The latest unemployment figures are being published today.

They will give not just the latest snapshot of the human cost of the starts and stutters of the recovery, but will reveal exactly how the government's big hope, or gamble for the sceptics, is working out.

Namely, how quickly public sector jobs are disappearing, and how quickly private sector jobs are being created.

Unemployment figures are expected to show another increase Credit: Reuters

The last time we got a look at these figures was at the end of last year, when the Office for National Statistics revealed that public sector employment decreased by 67,000 in the third quarter to 5.987 million.

During the same period employment in the private sector increased by a measly 5,000 to just 23 million.

And it's only once a quarter that the breakdown of the switch from one sector to another is revealed.

The figures comparing year-to-year however are much healthier:

  • At the third quarter of 2011 there were 262,000 more jobs in the private sector
  • There were 276,000 less in the public sector
  • But it is in the last quarter of the year that the economy actually slightly shrank

Overall, expectations are that unemployment will continue to edge up, hitting particularly women and the young. But last month's rise was the smallest in some months, although it continued to climb.

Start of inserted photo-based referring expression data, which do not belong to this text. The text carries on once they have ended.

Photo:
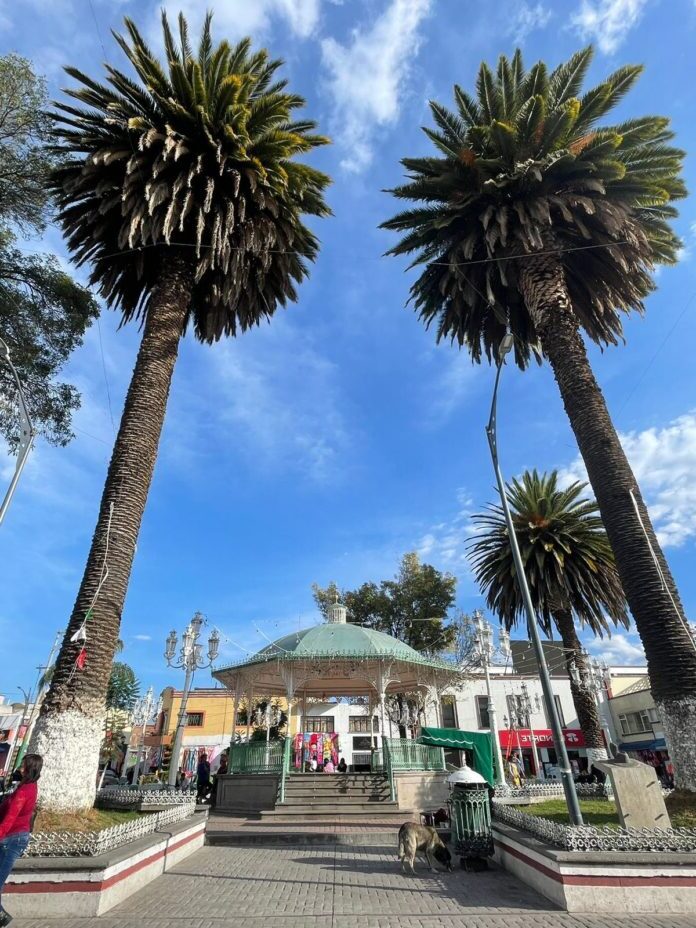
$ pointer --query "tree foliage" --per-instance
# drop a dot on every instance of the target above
(25, 160)
(566, 554)
(43, 312)
(413, 606)
(526, 167)
(123, 689)
(196, 156)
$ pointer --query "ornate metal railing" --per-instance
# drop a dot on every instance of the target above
(553, 791)
(257, 757)
(593, 838)
(388, 769)
(92, 844)
(117, 797)
(410, 755)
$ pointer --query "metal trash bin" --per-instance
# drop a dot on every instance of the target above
(470, 818)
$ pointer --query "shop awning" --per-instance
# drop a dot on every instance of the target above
(657, 744)
(457, 739)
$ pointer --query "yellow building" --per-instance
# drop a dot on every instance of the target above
(209, 725)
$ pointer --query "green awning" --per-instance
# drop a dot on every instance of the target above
(477, 742)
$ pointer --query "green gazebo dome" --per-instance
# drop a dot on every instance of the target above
(339, 641)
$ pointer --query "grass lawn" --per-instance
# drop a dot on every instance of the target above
(680, 805)
(91, 820)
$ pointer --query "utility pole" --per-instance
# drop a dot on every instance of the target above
(26, 432)
(41, 684)
(571, 795)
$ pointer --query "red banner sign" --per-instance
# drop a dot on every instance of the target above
(522, 738)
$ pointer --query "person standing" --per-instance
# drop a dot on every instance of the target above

The jobless total currently strands at 2.6 million Credit: Reuters

Sadly, even if economies start to improve, and although things have not appeared to get worse in the last few months, unemployment often continues to lag behind.

So even if the private sector is, as the boss of the huge recruitment company Manpower, suggested this week beginning to 'turn a corner', it may be quite some time before that is reflected in healthy numbers of new jobs being created.

For George Osborne and the rest of the coalition, the pace of job creation is critical Credit: Reuters

With many more public sector jobs still set to go, the private sector cannot pick up the slack fast enough.